Литмир - Электронная Библиотека
Содержание  
A
A

«И от шестого часа была тьма до часа девятого и в девятом часу. Он возопил: Отче, Отче, отчего Ты оставил меня?»

Музыка, солнце за решетками, мечты — все это вызывает бесконечную грусть. Я вспоминаю о Терезополисе, где мы поставили «Безвременную молодость». Пьеса провалилась по вине публики, но я получил, хороший опыт. Какие счастливые дни — я мог свободно смотреть на солнечный свет, ездить верхом, целоваться, улыбаться.

А теперь ничего нет. Ничего. Мы хотели показать мою пьесу здесь, в Рио. Теперь они сделают это без меня. Грустно, когда начинаешь что-то, а тебя прерывают. Очень грустно. Мне сейчас лень писать о пьесе, но и спать я не должен. Сон притупляет, разум, я боюсь стать таким, как остальные. У меня есть газетные вырезки с отзывами, напечатанными еще до нашей поездки в Терезополис. Что было после, расскажу потом. Времени у меня много.

Очень много.

14.10 — Жду Уточку. Приходил мой врач, принес мне антологию французских поэтов. Это хорошо, потому что я понемногу учу французский язык. Он сказал, что я кажусь спокойным, — видимо, мне здесь нравится. Иногда мне действительно начинает здесь нравиться. Это особый мир, где только едят и спят. И все. Но в какой-то момент я вспоминаю о внешнем мире, и мне хочется уйти отсюда. Теперь уже меньше. Вчера было хуже. Начинаю привыкать. Не хватает только пишущей машинки.

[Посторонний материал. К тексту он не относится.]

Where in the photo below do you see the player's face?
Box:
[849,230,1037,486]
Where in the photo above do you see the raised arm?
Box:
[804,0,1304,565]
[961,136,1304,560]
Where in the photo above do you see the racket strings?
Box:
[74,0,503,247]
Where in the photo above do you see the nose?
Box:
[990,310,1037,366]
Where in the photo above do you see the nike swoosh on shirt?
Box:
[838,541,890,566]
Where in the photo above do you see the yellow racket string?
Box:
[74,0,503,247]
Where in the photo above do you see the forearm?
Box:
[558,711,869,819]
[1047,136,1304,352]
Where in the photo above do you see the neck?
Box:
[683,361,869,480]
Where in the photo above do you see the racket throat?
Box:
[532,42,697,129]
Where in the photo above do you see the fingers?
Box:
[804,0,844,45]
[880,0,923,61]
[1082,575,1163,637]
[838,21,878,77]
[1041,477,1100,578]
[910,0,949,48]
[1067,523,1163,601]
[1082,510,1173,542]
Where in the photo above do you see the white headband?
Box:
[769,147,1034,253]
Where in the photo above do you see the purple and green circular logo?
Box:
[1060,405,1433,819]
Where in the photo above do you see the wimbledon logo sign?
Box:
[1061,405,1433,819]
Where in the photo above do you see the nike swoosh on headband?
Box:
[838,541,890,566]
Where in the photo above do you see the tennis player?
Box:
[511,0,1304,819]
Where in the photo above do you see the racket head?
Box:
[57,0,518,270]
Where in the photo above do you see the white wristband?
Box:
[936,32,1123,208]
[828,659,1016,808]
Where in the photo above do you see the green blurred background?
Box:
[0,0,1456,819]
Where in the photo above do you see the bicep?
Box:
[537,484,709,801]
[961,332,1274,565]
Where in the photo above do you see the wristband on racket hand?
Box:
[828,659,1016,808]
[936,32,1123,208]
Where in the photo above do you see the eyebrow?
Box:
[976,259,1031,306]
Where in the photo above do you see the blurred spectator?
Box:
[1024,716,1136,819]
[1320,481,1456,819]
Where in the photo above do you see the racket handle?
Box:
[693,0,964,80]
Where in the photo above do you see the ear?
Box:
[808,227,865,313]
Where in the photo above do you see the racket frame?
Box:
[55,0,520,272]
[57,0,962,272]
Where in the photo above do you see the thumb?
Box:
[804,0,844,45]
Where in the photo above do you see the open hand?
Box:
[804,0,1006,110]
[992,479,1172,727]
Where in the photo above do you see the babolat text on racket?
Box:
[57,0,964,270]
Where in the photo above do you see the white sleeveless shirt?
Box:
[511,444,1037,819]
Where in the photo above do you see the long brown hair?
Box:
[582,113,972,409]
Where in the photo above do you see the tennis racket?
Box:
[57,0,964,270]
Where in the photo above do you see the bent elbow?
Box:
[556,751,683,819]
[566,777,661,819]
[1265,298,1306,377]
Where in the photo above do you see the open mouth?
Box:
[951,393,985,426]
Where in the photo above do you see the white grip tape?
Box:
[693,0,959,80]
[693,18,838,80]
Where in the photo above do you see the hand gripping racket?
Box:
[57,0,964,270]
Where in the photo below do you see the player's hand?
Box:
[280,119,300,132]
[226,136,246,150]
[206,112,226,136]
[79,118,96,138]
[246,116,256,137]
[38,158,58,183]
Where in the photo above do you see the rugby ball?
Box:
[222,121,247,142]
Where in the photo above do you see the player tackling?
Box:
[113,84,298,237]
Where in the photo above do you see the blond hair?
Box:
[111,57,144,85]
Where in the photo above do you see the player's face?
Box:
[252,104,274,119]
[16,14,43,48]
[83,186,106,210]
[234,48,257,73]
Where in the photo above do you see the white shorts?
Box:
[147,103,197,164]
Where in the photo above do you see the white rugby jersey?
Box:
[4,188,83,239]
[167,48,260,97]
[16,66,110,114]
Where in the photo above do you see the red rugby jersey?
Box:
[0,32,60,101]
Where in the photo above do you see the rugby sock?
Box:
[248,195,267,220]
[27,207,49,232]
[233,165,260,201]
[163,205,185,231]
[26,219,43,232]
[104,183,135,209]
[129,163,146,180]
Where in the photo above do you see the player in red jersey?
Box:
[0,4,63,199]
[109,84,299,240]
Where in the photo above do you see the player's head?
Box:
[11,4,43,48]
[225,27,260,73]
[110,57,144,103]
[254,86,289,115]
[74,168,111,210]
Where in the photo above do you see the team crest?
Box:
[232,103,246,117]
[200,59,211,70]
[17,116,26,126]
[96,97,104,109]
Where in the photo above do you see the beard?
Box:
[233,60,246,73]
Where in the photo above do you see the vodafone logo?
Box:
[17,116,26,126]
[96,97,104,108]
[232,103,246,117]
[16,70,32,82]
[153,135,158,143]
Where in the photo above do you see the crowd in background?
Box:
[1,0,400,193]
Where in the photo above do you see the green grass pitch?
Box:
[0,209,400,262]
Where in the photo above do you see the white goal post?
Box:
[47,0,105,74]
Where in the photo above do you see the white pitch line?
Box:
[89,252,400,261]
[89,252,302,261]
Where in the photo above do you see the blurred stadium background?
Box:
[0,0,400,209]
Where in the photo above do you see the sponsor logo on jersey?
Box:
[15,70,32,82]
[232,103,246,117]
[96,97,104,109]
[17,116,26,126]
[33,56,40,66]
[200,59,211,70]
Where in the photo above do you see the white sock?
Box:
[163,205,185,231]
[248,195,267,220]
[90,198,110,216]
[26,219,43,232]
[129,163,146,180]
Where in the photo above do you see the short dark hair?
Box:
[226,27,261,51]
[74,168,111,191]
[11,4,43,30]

Я знаю, что Уточка придет (или попытается прийти) сегодня. Ей, наверное, интересно узнать, что со мной случилось. Она придет еще раза два или три, а потом забудет меня, C’est la vie. И я ничего не могу с этим поделать. Мне бы хотелось, чтобы она приходила каждый день и радовала меня своей необычностью, но этого не будет. Я даже не знаю, пустят ли ее ко мне сегодня. Но как бы то ни было, это приятное ожидание, мне нравится ее ждать.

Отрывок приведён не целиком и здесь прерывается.